An alternative that solves many of the problems inherent in this design is to use Git as a version control system. Although it was developed primarily to focus on versioning plain text, usually source code, line-by-line, you can use Git to track almost any kind of file. To learn more, you can review How to Use Git Effectively.
Part 5 — Server-Level Backups
Most hosting providers will also provide their own optional backup functionality. DigtalOcean’s backup function regularly performs automated backups for droplets that have enabled this service. 您可以通过选中“备份”复选框在液滴创建期间打开此功能:
This will back up your entire cloud server image on a regular basis. This means that you can redeploy from the backup, or use it as a base for new droplets.
For one-off imaging of your system, you can also create snapshots. These work in a similar way to backups, but are not automated. Although it’s possible to take a snapshot of a running system in some contexts, it is not always recommended, depending on how you are writing to your filesystem:
You can learn more about DigitalOcean backups and snapshots from the Containers and Images documentation.
GitOps
Finally, it is worth noting that there are some circumstances in which you will not necessarily be looking to implement backups on a per-server basis.

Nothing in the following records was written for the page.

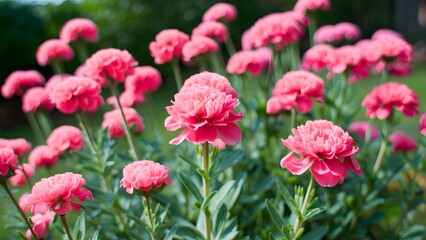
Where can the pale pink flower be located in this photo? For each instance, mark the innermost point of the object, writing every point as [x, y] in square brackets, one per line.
[77, 93]
[220, 12]
[385, 97]
[79, 29]
[65, 138]
[401, 142]
[35, 98]
[323, 148]
[111, 62]
[57, 193]
[144, 176]
[19, 179]
[168, 45]
[8, 160]
[114, 122]
[18, 81]
[198, 46]
[360, 128]
[296, 89]
[53, 50]
[215, 30]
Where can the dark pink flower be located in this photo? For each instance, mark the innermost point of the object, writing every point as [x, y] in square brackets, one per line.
[57, 193]
[18, 81]
[77, 93]
[220, 12]
[323, 148]
[402, 142]
[168, 45]
[53, 50]
[296, 89]
[79, 29]
[144, 175]
[114, 122]
[385, 97]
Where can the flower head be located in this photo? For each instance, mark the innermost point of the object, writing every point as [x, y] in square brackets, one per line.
[324, 148]
[144, 176]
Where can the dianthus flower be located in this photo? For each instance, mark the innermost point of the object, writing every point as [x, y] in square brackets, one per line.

For example, if your deployment follows the principles of GitOps, you may treat many of your individual cloud servers as disposal, and instead treat remote data sources like Git repositories as the effective source of truth for your data. Complex, modern deployments like this can be more scalable and less prone to failure in many cases. However, you will still want to implement a backup strategy for your data stores themselves, or for a centralized log server that each of these disposable servers may be sending information to. Consider which aspects of your deployment may not need to be backed up, and which do.
结论
In this article, you explored various backup concepts and solutions. Next, you may want to review solutions to enable redundancy.